Addition vs. Substitution at Carbonyls — A Direct Comparison
This is one of the most frequently confused pairs in Organic Chemistry II. Both reactions begin identically — a nucleophile attacks the electrophilic carbonyl carbon, forming a tetrahedral intermediate — but what happens next depends entirely on what else is attached to that carbon.
| Aldehydes/Ketones (Chapter 12) | Carboxylic Acid Derivatives (Chapter 13) | |
|---|---|---|
| Leaving group on carbonyl carbon? | No (only H or R groups) | Yes (Cl, OR, OCOR, NR₂) |
| Fate of the tetrahedral intermediate | Protonated to give a stable alcohol (or hemiacetal) | Collapses, ejecting the leaving group and reforming C=O |
| Net transformation | Addition (C=O becomes C–OH, no atoms lost) | Substitution (one heteroatom group replaces another) |
Reasoning through this table only requires one question: is there a leaving group already attached to the carbonyl carbon?
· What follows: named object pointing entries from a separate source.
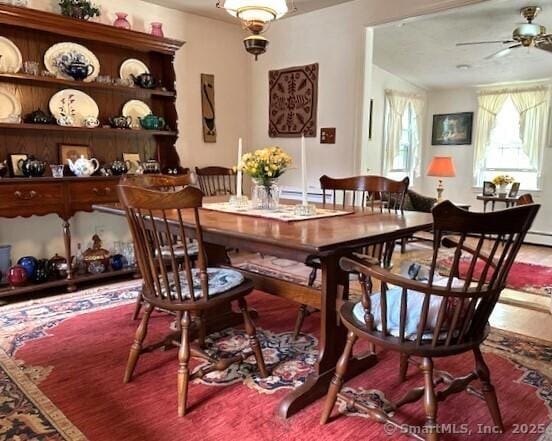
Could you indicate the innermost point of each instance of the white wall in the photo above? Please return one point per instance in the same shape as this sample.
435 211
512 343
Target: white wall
335 38
211 46
460 188
381 80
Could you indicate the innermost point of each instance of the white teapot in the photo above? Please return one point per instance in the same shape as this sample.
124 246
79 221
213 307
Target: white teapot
84 167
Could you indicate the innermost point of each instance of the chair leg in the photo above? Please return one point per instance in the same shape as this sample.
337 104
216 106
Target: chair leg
183 359
430 400
136 347
488 389
337 380
312 277
253 340
139 301
303 311
403 370
202 332
301 314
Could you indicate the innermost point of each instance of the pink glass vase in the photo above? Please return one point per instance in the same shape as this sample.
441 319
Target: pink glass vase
157 29
121 21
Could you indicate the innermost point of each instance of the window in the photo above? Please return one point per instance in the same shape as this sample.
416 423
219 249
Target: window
511 133
505 154
400 164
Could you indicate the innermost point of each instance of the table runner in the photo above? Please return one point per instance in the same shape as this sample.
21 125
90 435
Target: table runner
285 213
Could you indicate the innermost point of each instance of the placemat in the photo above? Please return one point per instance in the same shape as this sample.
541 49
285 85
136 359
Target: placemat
285 213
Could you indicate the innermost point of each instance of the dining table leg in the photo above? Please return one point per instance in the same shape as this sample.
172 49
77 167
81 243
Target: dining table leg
333 335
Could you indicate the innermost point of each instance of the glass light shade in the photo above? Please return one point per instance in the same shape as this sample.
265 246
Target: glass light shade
528 30
441 167
262 11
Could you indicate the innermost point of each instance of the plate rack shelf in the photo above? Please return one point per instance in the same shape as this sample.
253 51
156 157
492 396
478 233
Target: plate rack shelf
33 32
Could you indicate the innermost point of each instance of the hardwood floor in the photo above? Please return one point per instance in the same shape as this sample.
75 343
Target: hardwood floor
520 312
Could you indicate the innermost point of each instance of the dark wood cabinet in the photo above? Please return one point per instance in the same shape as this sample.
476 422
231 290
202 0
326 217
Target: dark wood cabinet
33 32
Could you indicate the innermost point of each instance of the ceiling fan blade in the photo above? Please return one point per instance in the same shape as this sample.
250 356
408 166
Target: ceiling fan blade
485 42
503 52
544 42
546 48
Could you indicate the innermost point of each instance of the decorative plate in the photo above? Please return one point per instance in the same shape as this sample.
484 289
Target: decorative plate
10 107
136 109
66 52
132 66
73 106
11 59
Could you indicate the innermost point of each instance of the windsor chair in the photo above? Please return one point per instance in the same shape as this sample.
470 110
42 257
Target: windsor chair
168 184
184 291
373 193
525 199
443 316
216 181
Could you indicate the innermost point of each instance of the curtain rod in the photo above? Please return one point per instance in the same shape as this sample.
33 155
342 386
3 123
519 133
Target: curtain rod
512 90
404 94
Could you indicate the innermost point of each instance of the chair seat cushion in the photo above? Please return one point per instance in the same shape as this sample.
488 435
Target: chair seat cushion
221 280
414 302
179 250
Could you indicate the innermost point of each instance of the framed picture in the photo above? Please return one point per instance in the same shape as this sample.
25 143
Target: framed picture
13 163
72 152
514 190
134 162
452 129
489 188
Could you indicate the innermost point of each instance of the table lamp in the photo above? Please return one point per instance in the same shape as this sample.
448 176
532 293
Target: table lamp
441 167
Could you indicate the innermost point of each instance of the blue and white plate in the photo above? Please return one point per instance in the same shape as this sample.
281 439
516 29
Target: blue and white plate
62 53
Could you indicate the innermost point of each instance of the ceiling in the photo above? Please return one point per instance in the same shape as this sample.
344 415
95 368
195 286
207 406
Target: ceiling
424 52
207 8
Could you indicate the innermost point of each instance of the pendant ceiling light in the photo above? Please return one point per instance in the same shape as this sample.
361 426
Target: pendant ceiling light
256 16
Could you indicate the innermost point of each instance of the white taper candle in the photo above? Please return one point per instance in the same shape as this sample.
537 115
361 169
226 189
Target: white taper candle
304 169
239 176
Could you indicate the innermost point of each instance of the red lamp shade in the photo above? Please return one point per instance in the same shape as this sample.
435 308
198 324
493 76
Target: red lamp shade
441 167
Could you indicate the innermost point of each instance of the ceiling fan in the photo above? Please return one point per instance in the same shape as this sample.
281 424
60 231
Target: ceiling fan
525 35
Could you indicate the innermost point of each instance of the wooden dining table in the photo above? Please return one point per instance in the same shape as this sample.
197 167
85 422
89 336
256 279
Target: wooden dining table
328 239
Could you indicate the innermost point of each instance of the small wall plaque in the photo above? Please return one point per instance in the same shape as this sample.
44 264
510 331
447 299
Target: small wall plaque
327 135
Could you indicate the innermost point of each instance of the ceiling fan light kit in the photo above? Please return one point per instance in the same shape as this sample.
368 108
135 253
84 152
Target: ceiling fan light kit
524 35
256 16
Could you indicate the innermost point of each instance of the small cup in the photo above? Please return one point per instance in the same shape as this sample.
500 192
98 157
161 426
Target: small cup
103 79
57 170
31 67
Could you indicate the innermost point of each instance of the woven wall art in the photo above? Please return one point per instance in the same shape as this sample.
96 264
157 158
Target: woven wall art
293 101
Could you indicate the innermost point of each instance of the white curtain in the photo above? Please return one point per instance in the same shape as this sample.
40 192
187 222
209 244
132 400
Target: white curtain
418 106
533 107
489 106
398 103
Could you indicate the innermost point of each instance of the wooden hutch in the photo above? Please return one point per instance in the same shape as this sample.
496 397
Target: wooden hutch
34 32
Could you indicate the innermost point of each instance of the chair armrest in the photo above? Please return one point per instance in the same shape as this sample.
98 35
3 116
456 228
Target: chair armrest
450 243
351 264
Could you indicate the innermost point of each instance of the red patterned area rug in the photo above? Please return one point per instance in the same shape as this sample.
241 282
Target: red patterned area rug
62 362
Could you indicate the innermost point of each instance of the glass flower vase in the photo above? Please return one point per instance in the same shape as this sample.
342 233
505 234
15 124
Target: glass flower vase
121 21
265 194
157 29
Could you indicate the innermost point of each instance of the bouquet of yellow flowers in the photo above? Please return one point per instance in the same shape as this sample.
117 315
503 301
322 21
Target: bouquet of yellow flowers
503 180
266 164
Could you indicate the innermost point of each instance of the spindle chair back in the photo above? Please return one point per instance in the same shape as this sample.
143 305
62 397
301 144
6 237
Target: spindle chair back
217 181
444 315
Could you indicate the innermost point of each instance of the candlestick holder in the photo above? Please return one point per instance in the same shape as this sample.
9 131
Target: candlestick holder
239 202
305 210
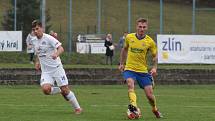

If not, addition is the outcome; if so, substitution is.
Cross-References
- Chapters 7–10 (Substitution, Elimination, Addition, Comparing Reactions) — the mechanistic reasoning behind the first two tables.
- Chapters 12–14 (Carbonyl Chemistry) — the mechanistic reasoning behind the carbonyl, acyl substitution, and enolate tables.
- Chapters 16–17 (Aromaticity) — the mechanistic reasoning behind electrophilic aromatic substitution and directing effects.
- Appendix A (Functional Group Atlas) — the interconversion map that this appendix supplies specific reagents for.
- Appendix B (pKa Tables) — acidity values referenced in the enolate and acyl substitution discussions above.
- Chapter 21 (Retrosynthesis) — using these tables in reverse to plan a synthetic route.